Y entré. Dudé, pero entré. Estaba prácticamente vacía, imagino por las horas. Una preciosidad. Un monumento de esos muchos de los que pasas por al lado y el no contemplarlos sería un sacrilegio intelectual. En las primeras bancadas un hombre, no muy mayor, imagino rezaba frente al Cristo. 

Me senté unos instantes detrás, para contemplar todo el espacio. Quedé en ese silencio tan deseado, encontrándome conmigo, disfrutando del momento como no lo había hecho en todo el viaje. Me fijé en el hombre, bancos delante de mi. ¿También meditaba? Sí, meditaba, a su manera pero meditaba. Reflexioné que nada diferencia esta práctica cristiana de la budista. Todo es espiritualidad. Cambia el espacio, cambian las imágenes, pero al fin y al cabo es lo mismo: un tiempo en el que te encuentras contigo, tranquilo, abstraído de todo el mundanal ruido de la calle.

Tenemos necesidad de silencio, de meditación, más de lo que creemos o pensamos. Buscar la sabiduría requiere ser capaces de encontrar ese silencio interior que nos permita, más adelante, estar en paz también en las situaciones tensas.

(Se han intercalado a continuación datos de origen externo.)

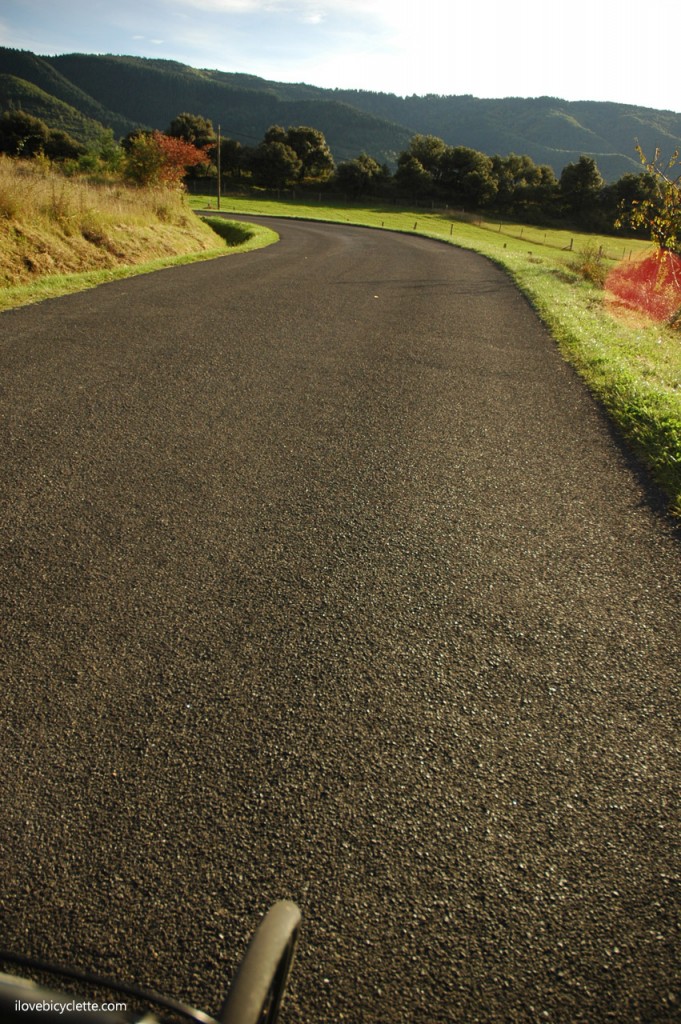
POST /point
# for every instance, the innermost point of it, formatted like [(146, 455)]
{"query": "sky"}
[(624, 51)]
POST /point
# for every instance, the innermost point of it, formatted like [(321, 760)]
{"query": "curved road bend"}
[(323, 577)]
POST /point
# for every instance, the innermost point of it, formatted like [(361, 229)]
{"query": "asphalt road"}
[(323, 578)]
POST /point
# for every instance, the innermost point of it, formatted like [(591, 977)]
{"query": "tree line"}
[(428, 169)]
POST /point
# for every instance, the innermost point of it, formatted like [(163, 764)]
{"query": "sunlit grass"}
[(632, 366)]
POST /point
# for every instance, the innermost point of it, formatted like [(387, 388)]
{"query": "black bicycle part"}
[(256, 992)]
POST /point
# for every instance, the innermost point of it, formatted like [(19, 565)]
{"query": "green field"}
[(631, 365)]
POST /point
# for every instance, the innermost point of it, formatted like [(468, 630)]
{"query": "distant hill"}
[(123, 92)]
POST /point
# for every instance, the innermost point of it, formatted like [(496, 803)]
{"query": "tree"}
[(155, 159), (429, 151), (22, 134), (360, 175), (273, 165), (312, 151), (412, 175), (658, 211), (581, 184), (467, 175), (60, 145), (193, 128)]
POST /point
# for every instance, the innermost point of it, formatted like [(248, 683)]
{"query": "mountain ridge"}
[(122, 92)]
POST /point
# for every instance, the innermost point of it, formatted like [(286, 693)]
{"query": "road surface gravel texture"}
[(324, 578)]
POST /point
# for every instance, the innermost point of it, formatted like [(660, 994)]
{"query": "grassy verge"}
[(62, 235), (52, 286), (631, 365)]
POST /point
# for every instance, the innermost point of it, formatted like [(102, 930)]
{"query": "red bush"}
[(650, 286)]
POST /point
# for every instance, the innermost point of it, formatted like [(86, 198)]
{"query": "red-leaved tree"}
[(155, 159)]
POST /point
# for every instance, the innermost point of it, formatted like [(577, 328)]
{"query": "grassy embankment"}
[(62, 235), (631, 365)]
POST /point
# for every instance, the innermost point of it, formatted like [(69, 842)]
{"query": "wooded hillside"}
[(122, 92)]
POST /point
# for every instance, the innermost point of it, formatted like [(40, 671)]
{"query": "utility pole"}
[(218, 167)]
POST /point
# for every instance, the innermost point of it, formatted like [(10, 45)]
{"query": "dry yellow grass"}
[(51, 224)]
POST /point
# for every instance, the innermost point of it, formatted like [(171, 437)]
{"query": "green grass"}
[(239, 238), (632, 367)]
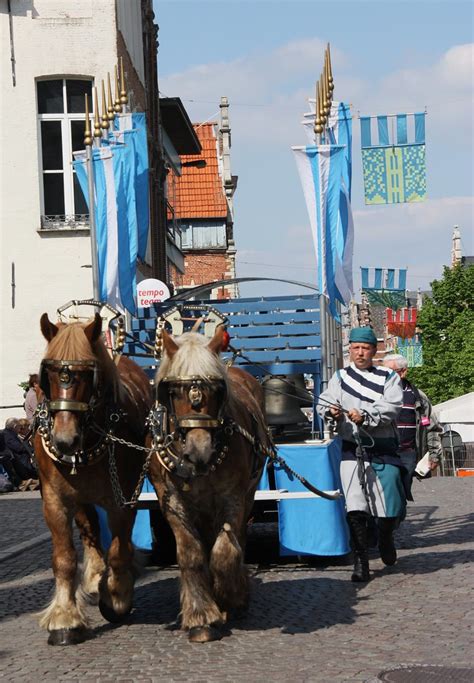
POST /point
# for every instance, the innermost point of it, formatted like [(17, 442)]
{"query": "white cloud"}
[(413, 235), (417, 236), (281, 80)]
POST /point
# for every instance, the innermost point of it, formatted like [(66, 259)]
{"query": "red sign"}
[(151, 291)]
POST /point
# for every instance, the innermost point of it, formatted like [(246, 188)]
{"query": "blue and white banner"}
[(393, 158), (115, 218), (321, 171), (131, 129), (340, 133)]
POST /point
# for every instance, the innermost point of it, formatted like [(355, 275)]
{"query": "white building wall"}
[(61, 38)]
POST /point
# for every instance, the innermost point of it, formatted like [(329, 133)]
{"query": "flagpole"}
[(88, 141)]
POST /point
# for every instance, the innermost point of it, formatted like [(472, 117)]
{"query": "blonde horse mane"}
[(192, 359), (70, 343)]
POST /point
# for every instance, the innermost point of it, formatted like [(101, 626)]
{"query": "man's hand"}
[(355, 416), (335, 411)]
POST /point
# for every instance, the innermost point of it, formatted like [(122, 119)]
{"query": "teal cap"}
[(364, 335)]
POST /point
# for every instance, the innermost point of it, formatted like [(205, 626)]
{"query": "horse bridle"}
[(168, 429), (67, 371)]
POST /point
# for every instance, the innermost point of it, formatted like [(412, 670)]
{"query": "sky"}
[(388, 57)]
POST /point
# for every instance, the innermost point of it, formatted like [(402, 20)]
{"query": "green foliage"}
[(447, 324)]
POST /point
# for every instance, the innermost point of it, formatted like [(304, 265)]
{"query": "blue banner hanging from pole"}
[(116, 221), (320, 168), (339, 133), (393, 158)]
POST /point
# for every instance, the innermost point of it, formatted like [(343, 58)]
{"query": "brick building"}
[(200, 204)]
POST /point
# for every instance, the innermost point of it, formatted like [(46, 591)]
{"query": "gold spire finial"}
[(326, 102), (104, 124), (87, 128), (110, 102), (123, 91), (322, 106), (318, 128), (117, 105), (97, 131), (330, 78)]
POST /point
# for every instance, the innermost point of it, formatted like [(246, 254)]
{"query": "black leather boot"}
[(388, 552), (357, 522)]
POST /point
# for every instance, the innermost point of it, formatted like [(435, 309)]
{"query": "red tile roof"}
[(198, 193)]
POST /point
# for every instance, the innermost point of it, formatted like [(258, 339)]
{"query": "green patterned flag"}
[(394, 169)]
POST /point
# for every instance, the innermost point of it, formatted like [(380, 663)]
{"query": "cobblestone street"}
[(307, 621)]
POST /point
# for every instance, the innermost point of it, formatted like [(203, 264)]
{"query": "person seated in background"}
[(418, 428), (21, 453), (32, 397)]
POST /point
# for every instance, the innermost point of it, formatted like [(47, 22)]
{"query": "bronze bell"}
[(283, 400)]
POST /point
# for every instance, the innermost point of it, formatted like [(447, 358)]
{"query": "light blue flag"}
[(131, 129), (339, 132), (393, 159), (321, 170), (116, 221)]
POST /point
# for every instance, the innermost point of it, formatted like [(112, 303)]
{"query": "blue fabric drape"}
[(402, 136), (365, 134), (311, 526), (382, 124), (420, 129)]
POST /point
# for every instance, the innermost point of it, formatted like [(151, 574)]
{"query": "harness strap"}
[(271, 453)]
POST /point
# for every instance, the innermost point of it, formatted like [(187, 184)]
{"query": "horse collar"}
[(80, 457)]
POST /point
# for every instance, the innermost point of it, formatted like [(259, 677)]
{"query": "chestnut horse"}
[(88, 397), (210, 437)]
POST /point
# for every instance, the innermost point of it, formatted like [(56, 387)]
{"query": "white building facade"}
[(52, 53)]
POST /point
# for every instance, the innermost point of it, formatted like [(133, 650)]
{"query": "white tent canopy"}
[(458, 415)]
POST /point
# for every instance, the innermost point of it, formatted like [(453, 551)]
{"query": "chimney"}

Estar en silencio, aunque solo sea un rato nos permite estar como viviendo en un tiempo distinto, ajenos al ruido y toda esa agitación que nos rodea.

Allí sentado, ese breve pero intenso rato, de no más de diez minutos, transformó un día que ya aparecía cansado, me renovó por completo.



El lugar me recordó muy mucho a ese otro lugar mío, en Malasaña, dónde muy de vez en cuando me pierdo por unos instantes.

Ha sido un viaje que tal vez le han faltado momentos, no ha podido ser esta vez pero de seguro será. 

Aún así, un privilegio pisar por los rincones de esta España nuestra.